So, what's the problem? Methadone treatment exists. Its benefits are substantial for the individual patient as well as for the society as a whole, and have been documented for decades.

Perhaps most importantly, we know that when a commitment has been made, no obstacle - fiscal, site acquisition or staff recruitment and training - need preclude rapid and massive expansion. So why are heroin addicts, desperate for the help that methadone offers, thwarted in their efforts to gain admission because of the huge disparity between demand for and availability of treatment?

Clearly, one must seek the answer to this puzzle by analyzing the continuing controversy surrounding methadone treatment. But what precisely is the issue that is in dispute? Superficially, one might think that the focus of the debate is simple and clear-cut: Methadone - Yes or No? If that indeed were the case, however, the battle would be over and the "pro" voices would have carried the day. Methadone maintenance exists in Europe, Australia, Asia and South America, in addition to almost all of the 50 states in America. In recent years, presumably because of the onset of the closely related scourge of AIDS, even those countries which previously had refused adamantly to permit so-called "substitution treatment" of heroin addiction have relented.

Germany is a case in point: In a period of less than five years, methadone treatment programs have been initiated in eight States.

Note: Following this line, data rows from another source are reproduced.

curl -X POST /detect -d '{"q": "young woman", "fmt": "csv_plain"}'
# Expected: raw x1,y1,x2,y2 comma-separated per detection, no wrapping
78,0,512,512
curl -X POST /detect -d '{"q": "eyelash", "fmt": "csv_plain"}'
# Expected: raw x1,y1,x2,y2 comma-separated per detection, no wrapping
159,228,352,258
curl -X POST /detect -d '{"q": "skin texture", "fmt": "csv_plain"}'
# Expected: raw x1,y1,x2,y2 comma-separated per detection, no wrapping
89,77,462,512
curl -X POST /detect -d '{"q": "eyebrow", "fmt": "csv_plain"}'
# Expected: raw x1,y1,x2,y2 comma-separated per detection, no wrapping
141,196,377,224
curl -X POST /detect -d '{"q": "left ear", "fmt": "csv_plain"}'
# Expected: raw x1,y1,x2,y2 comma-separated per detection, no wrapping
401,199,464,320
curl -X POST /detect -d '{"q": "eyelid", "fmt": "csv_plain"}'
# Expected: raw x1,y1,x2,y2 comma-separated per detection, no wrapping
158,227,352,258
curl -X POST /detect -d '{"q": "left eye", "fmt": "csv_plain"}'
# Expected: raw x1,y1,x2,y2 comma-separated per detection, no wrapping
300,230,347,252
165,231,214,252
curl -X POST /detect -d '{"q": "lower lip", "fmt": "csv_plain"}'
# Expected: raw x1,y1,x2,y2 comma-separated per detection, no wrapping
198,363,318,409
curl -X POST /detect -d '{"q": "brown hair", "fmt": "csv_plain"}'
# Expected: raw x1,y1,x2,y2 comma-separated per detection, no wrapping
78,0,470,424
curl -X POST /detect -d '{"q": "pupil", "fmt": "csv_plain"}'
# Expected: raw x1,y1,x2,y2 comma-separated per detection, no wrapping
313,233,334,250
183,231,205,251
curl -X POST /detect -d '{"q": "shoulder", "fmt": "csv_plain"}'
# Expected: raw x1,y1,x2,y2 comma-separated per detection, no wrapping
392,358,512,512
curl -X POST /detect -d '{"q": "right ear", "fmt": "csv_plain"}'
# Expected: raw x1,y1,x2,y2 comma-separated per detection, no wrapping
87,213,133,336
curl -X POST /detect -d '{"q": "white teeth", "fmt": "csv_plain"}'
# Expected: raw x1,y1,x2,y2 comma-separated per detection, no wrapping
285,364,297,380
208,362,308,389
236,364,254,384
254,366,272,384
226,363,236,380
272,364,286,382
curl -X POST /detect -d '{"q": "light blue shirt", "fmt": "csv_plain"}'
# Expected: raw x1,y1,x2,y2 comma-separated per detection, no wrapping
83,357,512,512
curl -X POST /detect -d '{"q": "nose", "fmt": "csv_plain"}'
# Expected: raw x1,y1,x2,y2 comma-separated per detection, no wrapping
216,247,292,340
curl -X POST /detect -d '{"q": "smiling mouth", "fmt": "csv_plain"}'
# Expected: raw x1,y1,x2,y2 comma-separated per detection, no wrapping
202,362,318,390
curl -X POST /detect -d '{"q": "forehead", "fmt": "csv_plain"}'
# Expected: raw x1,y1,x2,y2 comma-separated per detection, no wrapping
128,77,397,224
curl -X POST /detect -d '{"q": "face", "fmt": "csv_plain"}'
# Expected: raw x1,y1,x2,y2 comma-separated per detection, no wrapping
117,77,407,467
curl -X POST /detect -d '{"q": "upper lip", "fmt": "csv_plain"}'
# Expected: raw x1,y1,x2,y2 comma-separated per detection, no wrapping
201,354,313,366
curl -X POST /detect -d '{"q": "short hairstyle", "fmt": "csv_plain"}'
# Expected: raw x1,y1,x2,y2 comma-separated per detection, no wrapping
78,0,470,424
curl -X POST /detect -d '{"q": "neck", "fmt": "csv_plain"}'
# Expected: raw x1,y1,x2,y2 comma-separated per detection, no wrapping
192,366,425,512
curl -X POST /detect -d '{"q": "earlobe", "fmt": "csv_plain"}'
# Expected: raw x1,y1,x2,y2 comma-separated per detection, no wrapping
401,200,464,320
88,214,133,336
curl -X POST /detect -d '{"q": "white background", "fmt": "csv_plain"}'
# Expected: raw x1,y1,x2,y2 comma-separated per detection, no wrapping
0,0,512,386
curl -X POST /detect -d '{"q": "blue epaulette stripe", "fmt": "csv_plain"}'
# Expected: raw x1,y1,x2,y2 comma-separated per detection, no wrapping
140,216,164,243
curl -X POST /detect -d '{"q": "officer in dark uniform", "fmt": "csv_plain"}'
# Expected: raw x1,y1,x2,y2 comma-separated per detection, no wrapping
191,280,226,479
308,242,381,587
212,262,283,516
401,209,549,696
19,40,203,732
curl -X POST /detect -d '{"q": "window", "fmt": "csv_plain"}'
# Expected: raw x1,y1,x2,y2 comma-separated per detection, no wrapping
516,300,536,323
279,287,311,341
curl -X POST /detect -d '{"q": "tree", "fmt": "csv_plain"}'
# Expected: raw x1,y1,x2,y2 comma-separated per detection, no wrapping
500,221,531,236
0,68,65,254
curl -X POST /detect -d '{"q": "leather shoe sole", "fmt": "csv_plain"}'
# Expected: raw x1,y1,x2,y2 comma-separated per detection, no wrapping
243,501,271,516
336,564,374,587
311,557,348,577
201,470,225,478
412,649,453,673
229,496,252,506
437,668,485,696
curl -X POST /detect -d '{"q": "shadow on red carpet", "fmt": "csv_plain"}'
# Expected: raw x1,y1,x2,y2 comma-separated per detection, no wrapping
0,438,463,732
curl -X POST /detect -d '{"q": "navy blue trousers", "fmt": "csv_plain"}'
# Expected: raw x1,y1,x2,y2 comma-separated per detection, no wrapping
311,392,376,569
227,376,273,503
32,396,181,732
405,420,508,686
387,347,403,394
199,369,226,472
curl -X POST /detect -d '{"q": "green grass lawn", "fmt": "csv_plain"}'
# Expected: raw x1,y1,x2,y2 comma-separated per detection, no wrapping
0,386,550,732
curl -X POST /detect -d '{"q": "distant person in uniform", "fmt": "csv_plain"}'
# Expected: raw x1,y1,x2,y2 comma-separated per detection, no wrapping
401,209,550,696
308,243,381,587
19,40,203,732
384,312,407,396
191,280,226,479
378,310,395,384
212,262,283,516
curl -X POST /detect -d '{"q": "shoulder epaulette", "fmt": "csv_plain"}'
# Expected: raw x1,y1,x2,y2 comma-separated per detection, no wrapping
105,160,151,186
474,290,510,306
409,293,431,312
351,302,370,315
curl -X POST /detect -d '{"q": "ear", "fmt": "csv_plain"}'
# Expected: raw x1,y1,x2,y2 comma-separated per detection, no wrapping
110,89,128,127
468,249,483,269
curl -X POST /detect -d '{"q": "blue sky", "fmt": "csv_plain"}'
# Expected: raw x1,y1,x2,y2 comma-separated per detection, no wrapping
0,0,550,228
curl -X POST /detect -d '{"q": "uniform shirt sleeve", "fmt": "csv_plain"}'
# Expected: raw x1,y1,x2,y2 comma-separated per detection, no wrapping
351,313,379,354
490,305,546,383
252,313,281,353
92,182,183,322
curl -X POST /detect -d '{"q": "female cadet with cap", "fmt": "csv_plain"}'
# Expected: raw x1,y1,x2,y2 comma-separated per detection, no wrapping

Obviously, therefore, the challenge to methadone maintenance advocates is not the introduction of this form of treatment. Nor is there any serious threat of reversal of past gains in this regard; there are few demands that existing methadone programs be closed. In New York City, for example, even the most intemperate critics have not suggested that 33,000 former hard-core heroin addicts, now stabilized on methadone, be returned to the streets to resume their deadly habits of shooting dope.

So what is the problem? Why is methadone treatment both permitted and provided, but under such constraints that only a very small segment of the population that could be benefited is given access to it? As recently as last year, I postulated that the problem lay in misunderstanding of basic pharmacology, leading to the erroneous contention that methadone patients get high from the medication. (1) With some embarrassment, I now have to acknowledge that I view this as a secondary obstacle to the acceptance of methadone maintenance treatment and its delivery on the scale which is required. The primary explanation seems to me to be the rejection of the concept underlying methadone maintenance treatment by the very people who support it and who provide it - and the irrational, counter-productive policies and practices which are the consequence of that rejection.

Specifically:

  • Most programs apply stringent criteria for admission to methadone treatment, such as two or more "failures" with drug-free treatment, an arbitrary minimum age and duration of addiction, and "passing" a comprehensive battery of psychosocial screening tests.

  • In some locales narcotic addiction per se is expressly ruled out as a sufficient indication for methadone maintenance, and treatment is permitted only if there is a concomitant, fatal disease such as AIDS, or if the applicant is pregnant (in the latter case, the toleration is qualified by the proviso that methadone be discontinued immediately upon the birth of the baby). In many jurisdictions, admission requires the approval, through a cumbersome and time-consuming bureaucratic process, of authorities who never see the applicant and who, indeed, may never have seen an addict. (The counter-productive consequences of admission policies which are geared to keeping applicants out of treatment rather than encouraging and facilitating their enrollment were documented recently in a study reported from Australia. (2)

  • Most programs (and those who regulate them) cling slavishly to the notion that a comprehensive treatment package must be provided along with the methadone which is prescribed. Anything less is rejected, even when total abandonment of the addict-applicant is the only alternative. By definition, this position rests on the belief that doing nothing is better than providing less than the "optimal" constellation of services. Not surprisingly, data have never been presented to support this ridiculous premise.

  • Most programs refuse to provide methadone in adequate dosage. This refusal flies in the face of basic pharmacological principles, as well as the clear and overwhelming empirical data which led the former director of the United States National Institute on Drug Abuse to declare 60mg "…the lowest effective dose," and to warn that "…in this age of AIDS, a low dose policy is not simply inappropriate - it can be fatal to the IV drug abuser in treatment as well as his or her sexual partners and children." (3) Strong language indeed, from an authoritative and unbiased source. And yet, a recent survey of 172 American methadone programs found that only 3% reported an average dose of more than 60mg. (4)

  • Most programs define (and pursue) success in a way that precludes indefinite maintenance. Not only is there a demand for abstinence from illicit drugs, but from clinically prescribed medication as well - even (indeed, particularly) when the medication has been associated with effectiveness according to a host of medical and social parameters. The recent survey of programs in the United States referred to above illustrates once again how pervasive this orientation is: fully half "encouraged" patients to detoxify within six months of enrollment. Not a single article in the extensive world-wide literature concerning methadone treatment supports such a practice!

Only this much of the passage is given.